Dans tous les coeurs, jusque dans la personne la plus corrompue et loin du bien, est cachée une aspiration à la lumière, même si elle se trouve sous les décombres de mensonges et d’erreurs, mais il y a toujours la soif de la vérité et du bien, qui est la soif de Dieu.


C’est l’Esprit Saint qui suscite cette soif : c’est lui l’eau vive qui a façonné notre poussière, c’est lui le souffle créateur qui lui a donné vie.

C’est pourquoi l’Église est envoyée annoncer à tous la Parole de Dieu, imprégnée de l’Esprit Saint.
<Envoyée annoncer la sainteté>.
Parce que l’Évangile de Jésus-Christ est la plus grande justice <sainteté> que l’on puisse offrir au coeur de l’humanité, qui en a un besoin vital, même si elle ne s’en rend pas compte (2).

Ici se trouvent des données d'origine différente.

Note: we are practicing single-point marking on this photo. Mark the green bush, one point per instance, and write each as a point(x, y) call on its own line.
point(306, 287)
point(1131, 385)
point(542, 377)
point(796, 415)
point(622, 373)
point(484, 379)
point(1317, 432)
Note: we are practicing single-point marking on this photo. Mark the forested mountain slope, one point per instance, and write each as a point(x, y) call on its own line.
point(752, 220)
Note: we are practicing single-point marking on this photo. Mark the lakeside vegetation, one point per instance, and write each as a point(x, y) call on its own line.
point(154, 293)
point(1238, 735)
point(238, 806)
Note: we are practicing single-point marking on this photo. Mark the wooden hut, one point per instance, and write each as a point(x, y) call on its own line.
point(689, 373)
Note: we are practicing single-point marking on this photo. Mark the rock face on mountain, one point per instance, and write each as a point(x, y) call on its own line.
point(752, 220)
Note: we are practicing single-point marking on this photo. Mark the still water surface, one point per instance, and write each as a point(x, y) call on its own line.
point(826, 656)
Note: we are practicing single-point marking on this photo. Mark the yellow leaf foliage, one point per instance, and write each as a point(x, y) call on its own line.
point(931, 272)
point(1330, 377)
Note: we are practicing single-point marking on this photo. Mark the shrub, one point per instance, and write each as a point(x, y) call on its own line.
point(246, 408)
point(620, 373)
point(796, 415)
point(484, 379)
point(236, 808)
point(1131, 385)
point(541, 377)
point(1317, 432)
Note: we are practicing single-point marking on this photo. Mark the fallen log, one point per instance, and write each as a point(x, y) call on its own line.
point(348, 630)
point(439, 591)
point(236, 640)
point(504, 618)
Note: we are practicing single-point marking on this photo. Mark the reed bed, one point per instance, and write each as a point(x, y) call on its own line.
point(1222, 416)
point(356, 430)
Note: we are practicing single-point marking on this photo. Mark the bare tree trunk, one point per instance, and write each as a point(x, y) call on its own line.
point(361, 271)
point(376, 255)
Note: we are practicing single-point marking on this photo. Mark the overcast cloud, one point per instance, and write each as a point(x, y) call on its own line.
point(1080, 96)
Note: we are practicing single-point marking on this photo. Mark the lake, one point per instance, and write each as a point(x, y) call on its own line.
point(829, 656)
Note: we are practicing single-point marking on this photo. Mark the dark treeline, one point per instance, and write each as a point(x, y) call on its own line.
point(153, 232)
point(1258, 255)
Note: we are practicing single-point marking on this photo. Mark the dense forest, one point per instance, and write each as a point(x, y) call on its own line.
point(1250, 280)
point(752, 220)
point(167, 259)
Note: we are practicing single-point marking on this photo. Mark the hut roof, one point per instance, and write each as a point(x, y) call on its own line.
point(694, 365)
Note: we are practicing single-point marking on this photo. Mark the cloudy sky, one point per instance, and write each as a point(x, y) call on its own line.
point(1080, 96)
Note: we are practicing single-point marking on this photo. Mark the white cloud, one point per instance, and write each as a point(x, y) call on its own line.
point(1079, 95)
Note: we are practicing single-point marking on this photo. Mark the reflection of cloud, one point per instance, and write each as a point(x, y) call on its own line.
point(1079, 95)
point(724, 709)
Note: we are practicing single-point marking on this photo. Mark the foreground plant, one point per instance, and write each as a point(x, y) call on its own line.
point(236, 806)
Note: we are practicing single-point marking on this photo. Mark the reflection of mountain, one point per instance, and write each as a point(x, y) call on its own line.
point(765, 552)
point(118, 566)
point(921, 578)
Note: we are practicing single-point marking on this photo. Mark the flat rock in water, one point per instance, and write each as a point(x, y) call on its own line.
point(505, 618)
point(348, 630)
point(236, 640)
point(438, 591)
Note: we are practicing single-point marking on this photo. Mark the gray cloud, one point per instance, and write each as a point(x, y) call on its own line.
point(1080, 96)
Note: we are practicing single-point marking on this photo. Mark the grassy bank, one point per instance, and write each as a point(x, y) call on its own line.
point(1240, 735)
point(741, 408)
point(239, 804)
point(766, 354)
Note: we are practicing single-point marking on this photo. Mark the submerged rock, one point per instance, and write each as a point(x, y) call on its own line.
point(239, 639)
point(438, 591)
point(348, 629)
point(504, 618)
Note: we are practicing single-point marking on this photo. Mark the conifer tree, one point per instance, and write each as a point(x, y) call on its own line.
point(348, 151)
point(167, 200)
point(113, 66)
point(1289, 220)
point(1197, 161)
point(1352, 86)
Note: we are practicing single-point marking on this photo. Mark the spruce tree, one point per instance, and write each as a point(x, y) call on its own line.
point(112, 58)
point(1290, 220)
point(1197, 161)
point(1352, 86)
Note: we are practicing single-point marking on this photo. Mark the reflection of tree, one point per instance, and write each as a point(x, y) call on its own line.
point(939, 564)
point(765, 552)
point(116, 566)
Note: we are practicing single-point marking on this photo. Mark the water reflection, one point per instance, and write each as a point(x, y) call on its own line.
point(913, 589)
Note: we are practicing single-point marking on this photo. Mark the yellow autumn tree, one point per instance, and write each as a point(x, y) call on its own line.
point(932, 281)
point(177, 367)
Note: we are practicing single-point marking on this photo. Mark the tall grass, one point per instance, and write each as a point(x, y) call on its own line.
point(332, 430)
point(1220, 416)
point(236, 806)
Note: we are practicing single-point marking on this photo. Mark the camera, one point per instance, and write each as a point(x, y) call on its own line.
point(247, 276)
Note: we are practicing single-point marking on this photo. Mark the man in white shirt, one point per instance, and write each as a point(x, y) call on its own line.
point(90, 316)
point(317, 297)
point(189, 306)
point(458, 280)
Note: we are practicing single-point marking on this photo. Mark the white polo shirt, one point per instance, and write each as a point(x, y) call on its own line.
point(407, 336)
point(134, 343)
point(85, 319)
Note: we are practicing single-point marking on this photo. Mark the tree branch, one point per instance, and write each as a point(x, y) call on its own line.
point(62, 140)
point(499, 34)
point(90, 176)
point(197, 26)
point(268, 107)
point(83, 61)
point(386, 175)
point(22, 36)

Par exemple, quand un homme et une femme se marient, ils ont l’intention de faire quelque chose de grand et de beau, et s’ils gardent vive cette soif, <la soif de sainteté>, ils trouveront toujours le chemin pour aller de l’avant, au milieu des problèmes, avec l’aide de la grâce.
Les jeunes aussi ont cette faim et il ne faut pas qu’ils la perdent !
Il est nécessaire de protéger et d’alimenter dans le coeur des enfants ce désir d’amour, de tendresse, d’accueil qu’ils expriment dans leurs élans sincères et lumineux.

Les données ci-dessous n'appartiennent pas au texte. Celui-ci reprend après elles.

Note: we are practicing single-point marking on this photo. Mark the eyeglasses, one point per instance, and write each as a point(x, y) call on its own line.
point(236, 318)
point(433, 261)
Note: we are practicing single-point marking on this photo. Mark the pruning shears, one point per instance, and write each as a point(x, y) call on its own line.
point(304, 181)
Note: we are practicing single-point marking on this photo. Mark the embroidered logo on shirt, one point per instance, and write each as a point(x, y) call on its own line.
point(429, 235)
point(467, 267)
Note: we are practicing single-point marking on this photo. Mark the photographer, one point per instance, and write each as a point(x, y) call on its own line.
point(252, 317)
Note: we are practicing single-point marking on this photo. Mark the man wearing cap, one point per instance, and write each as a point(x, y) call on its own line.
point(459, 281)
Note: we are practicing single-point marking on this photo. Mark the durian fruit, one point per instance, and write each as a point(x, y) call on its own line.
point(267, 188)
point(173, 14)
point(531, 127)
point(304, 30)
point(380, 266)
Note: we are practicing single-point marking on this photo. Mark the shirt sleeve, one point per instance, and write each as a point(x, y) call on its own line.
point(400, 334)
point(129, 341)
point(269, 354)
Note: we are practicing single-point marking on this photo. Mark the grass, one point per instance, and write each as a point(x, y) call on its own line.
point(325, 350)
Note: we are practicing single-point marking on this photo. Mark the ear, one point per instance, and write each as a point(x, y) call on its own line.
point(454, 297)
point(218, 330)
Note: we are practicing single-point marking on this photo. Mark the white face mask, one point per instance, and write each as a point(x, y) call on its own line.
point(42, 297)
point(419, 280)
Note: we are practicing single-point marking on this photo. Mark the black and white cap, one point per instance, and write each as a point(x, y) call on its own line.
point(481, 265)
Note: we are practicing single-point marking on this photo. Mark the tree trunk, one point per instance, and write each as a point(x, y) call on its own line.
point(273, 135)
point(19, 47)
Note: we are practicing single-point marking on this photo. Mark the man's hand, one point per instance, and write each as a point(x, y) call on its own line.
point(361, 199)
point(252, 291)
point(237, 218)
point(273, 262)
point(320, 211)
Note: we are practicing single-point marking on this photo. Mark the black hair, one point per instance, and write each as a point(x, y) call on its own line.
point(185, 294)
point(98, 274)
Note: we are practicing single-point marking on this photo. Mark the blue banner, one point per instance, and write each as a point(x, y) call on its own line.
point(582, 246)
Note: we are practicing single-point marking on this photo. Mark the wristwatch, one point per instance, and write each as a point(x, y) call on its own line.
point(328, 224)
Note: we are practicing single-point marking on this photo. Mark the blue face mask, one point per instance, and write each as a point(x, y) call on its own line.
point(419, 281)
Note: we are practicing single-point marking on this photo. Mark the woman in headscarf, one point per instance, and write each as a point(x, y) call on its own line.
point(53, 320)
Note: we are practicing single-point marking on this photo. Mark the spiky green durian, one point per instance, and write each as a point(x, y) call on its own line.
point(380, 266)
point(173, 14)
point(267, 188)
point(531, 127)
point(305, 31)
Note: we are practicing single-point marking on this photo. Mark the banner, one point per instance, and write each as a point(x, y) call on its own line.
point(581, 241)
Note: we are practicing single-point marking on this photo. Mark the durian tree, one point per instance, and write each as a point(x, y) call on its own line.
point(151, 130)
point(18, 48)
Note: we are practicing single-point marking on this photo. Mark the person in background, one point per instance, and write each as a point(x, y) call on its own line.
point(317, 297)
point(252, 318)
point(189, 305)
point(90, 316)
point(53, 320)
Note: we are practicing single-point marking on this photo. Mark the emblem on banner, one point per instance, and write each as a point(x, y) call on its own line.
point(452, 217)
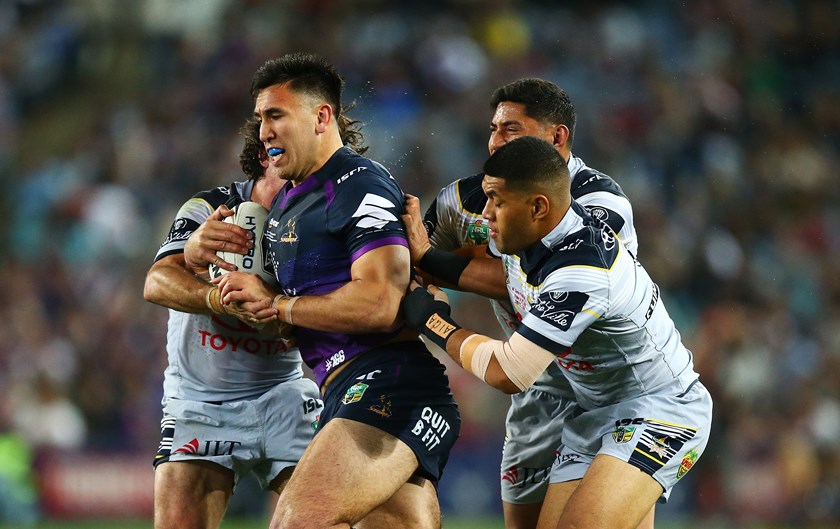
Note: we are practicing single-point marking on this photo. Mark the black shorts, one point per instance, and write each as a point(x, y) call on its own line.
point(403, 390)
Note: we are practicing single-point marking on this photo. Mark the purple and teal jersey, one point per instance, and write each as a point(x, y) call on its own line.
point(316, 230)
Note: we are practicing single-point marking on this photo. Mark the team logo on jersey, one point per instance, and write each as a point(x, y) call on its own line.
point(608, 237)
point(598, 212)
point(188, 448)
point(623, 434)
point(289, 235)
point(478, 232)
point(559, 308)
point(373, 212)
point(687, 463)
point(355, 393)
point(383, 408)
point(658, 444)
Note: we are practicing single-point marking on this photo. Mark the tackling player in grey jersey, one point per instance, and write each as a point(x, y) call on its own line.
point(454, 222)
point(643, 418)
point(235, 400)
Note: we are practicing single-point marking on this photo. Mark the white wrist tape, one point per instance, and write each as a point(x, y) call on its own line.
point(472, 362)
point(521, 360)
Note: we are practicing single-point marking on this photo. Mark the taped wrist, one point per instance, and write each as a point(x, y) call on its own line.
point(438, 328)
point(429, 316)
point(444, 265)
point(214, 300)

Chaque personne est appelée à redécouvrir ce qui compte vraiment, de quoi elle a vraiment besoin, ce qui fait vivre bien et, en même temps, ce qui est secondaire, et dont on peut tranquillement se passer.


Dans cette béatitude (la faim et la soif de justice) Jésus annonce qu’il existe une soif qui ne sera pas déçue ; une soif qui, si elle est satisfaite, sera calmée et se terminera toujours bien, parce qu’elle nous fera entrer dans le coeur même de Dieu, de son Saint Esprit qui est amour.
Cette soif est la croissance de la semence que le Saint Esprit a semé dans nos coeurs.

Que le Seigneur nous donne cette grâce : d’avoir cette soif de justice <de sainteté> qui est précisément la volonté de le trouver, de voir Dieu, de l’laimer et de faire du bien aux autres.
____________________
(1) Les confessions, 1,1.5.
(2) Cf. Catéchisme de l’Église catholique, n. 2017: « La grâce de l’Esprit Saint nous confère la justice de Dieu. En nous unissant par le biais de la foi et le baptême à la passion et à la résurrection du Christ, l’Esprit nous rend participants de sa vie ».